I’m unsure if it was a good idea on my part to accept hosting WordPress: we’re talking about installing MySQL, PHP, vsftpd and enabling one more service on the box (vsftp) just to get a blogging platform. Comparatively, Rails look like a lightweight approach.

Comments 4
  1. Helped my fiancee set up a WP install on her own VPS. I have the firewall locked down as tight as I can. (And, I guess I’ll admit it, I’m getting interested in your mod_security work, after seeing some souhosin lines in my logs on rosettacode.org.)I have ftp blocked on the public interface. It’s sufficient for WP to be able to access it via the loopback interface. Conveniently, I was able to bang things mostly together using the Debian distro’s packages, which keeps her and myself from having to do manual updates and upgrades, but I still want to bang things a bit more so that plugin installation only modifies files accessible by the web server and the user in question.
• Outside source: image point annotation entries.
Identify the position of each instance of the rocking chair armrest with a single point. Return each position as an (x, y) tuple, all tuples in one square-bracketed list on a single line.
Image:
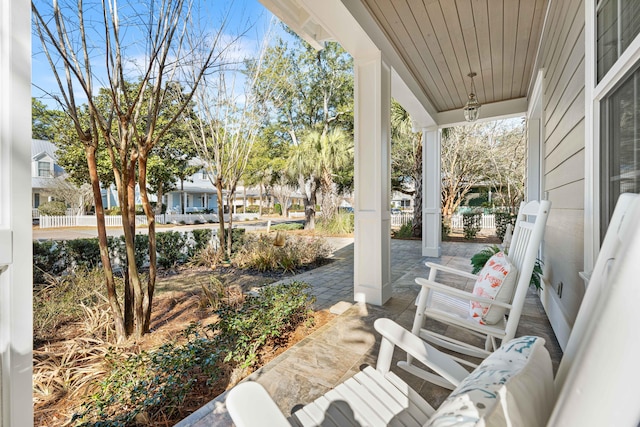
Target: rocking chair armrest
[(446, 269), (250, 405), (439, 287), (395, 335)]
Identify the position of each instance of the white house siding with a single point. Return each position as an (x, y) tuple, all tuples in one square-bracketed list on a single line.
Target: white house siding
[(562, 59)]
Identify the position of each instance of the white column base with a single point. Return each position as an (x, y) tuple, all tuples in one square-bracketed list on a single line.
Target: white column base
[(372, 176)]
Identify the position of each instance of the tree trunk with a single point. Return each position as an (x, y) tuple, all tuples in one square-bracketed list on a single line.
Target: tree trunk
[(116, 309), (147, 301), (221, 235)]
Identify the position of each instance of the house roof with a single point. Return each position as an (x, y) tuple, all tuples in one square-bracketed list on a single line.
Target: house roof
[(41, 147)]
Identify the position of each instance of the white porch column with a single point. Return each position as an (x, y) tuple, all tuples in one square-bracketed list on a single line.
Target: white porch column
[(16, 326), (372, 176), (431, 181)]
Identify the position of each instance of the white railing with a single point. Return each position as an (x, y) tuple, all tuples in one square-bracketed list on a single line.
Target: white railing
[(116, 220), (90, 221), (488, 222), (398, 220)]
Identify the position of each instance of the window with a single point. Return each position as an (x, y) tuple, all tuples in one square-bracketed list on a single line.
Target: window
[(618, 23), (44, 169), (620, 144)]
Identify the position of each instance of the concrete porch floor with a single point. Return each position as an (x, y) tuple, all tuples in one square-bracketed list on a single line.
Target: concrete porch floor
[(336, 351)]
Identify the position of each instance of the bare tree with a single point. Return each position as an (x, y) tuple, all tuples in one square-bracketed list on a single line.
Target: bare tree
[(224, 127), (465, 161), (107, 44), (77, 198)]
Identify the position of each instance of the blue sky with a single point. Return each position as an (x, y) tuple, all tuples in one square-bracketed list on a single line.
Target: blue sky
[(245, 16)]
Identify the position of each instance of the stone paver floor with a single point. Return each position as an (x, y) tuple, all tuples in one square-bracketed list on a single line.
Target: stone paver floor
[(338, 350)]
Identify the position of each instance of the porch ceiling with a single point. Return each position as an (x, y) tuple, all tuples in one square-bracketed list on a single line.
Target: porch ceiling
[(442, 41), (433, 45)]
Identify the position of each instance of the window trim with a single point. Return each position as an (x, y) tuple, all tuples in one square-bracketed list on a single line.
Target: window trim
[(595, 92)]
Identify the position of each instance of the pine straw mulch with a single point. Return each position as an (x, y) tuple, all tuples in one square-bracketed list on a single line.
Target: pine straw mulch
[(69, 365)]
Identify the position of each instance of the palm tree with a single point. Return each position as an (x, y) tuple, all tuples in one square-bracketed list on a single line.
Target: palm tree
[(315, 161), (406, 161)]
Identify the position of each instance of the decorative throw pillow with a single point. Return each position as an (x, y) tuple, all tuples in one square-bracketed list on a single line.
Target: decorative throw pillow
[(495, 281), (511, 387)]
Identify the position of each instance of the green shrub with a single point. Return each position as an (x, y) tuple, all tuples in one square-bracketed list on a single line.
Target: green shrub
[(117, 249), (152, 383), (405, 231), (114, 211), (201, 238), (83, 252), (268, 316), (237, 238), (480, 259), (47, 259), (502, 219), (170, 247), (472, 224), (287, 226), (53, 208), (155, 383), (340, 223)]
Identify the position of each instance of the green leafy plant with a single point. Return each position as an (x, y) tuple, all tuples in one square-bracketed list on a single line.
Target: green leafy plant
[(268, 316), (171, 248), (201, 239), (502, 219), (149, 385), (83, 252), (472, 224), (47, 259), (479, 259)]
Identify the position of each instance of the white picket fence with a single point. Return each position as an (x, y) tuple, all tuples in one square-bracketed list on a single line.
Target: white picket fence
[(488, 221), (90, 221), (398, 220), (116, 220)]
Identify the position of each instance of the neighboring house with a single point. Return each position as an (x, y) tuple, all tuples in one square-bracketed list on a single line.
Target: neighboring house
[(44, 170), (194, 194), (401, 201)]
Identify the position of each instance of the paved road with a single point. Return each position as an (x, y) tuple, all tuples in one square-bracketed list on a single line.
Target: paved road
[(69, 233)]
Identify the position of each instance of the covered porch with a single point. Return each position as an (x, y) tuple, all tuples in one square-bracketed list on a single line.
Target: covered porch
[(338, 350)]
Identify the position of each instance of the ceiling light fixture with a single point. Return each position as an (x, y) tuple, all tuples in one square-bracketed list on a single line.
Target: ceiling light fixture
[(472, 108)]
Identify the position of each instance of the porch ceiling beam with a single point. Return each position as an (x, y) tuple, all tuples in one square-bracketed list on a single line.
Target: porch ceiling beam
[(488, 112), (299, 20)]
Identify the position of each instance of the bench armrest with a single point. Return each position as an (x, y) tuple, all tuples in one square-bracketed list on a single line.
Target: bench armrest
[(250, 405), (446, 269), (395, 335), (439, 287)]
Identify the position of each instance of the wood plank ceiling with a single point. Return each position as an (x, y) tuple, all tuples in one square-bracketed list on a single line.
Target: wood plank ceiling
[(442, 41)]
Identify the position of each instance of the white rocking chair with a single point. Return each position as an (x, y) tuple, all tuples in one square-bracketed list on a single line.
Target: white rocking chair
[(451, 306), (591, 388)]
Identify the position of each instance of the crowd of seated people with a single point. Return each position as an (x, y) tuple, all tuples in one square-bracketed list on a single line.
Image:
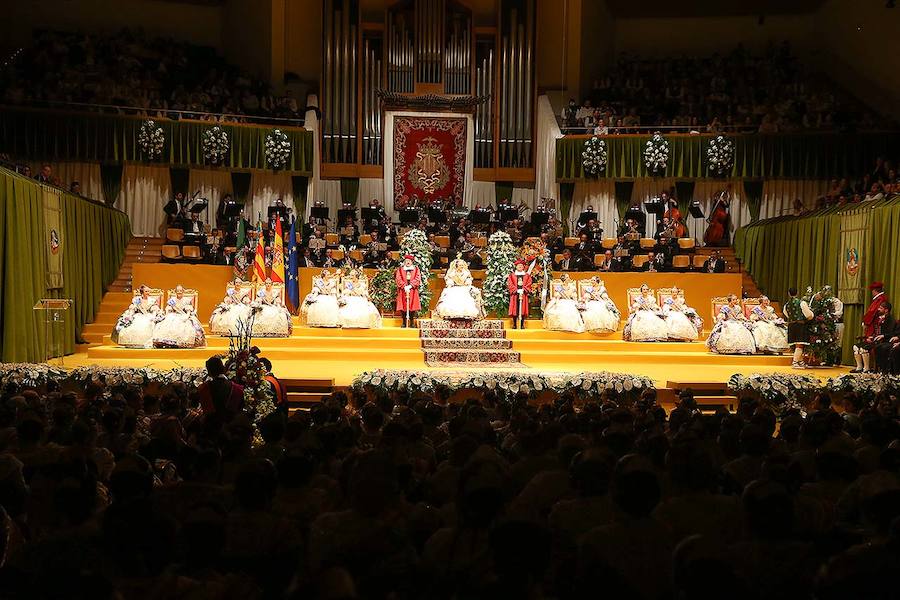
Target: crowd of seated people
[(147, 75), (119, 493), (737, 91)]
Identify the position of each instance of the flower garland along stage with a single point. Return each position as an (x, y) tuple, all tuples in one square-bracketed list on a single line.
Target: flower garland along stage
[(512, 382), (151, 139), (594, 156), (721, 155), (215, 145)]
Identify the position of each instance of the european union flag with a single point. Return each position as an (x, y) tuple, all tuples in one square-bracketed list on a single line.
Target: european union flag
[(293, 281)]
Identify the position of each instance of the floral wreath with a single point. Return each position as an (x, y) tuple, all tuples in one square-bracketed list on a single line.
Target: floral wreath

  2. Hi Flameeyes, why do you love so much the rails framework if there’s always something wrong with it, and the ruby stack with all its problems with interfaces, versions and releases and 0 retro-compatibility?

  3. I don’t like the Rails framework, but I despise other stuff much more. As I thought I expressed well enough in my post, Rails with all its defects is still better that anything else I’ve seen out there lately…

  4. You don’t need the FTP trick anymore for WordPress.Unless your PHP user is not the same as the user owning the WordPress files. You should look into PHP-FPM if you want to have better isolation (an user per PHP project or so).But I agree, web developers usually don’t get security, even the basic ones like UNIX permissions. They tend to “fix” things by allowing everything for anyone.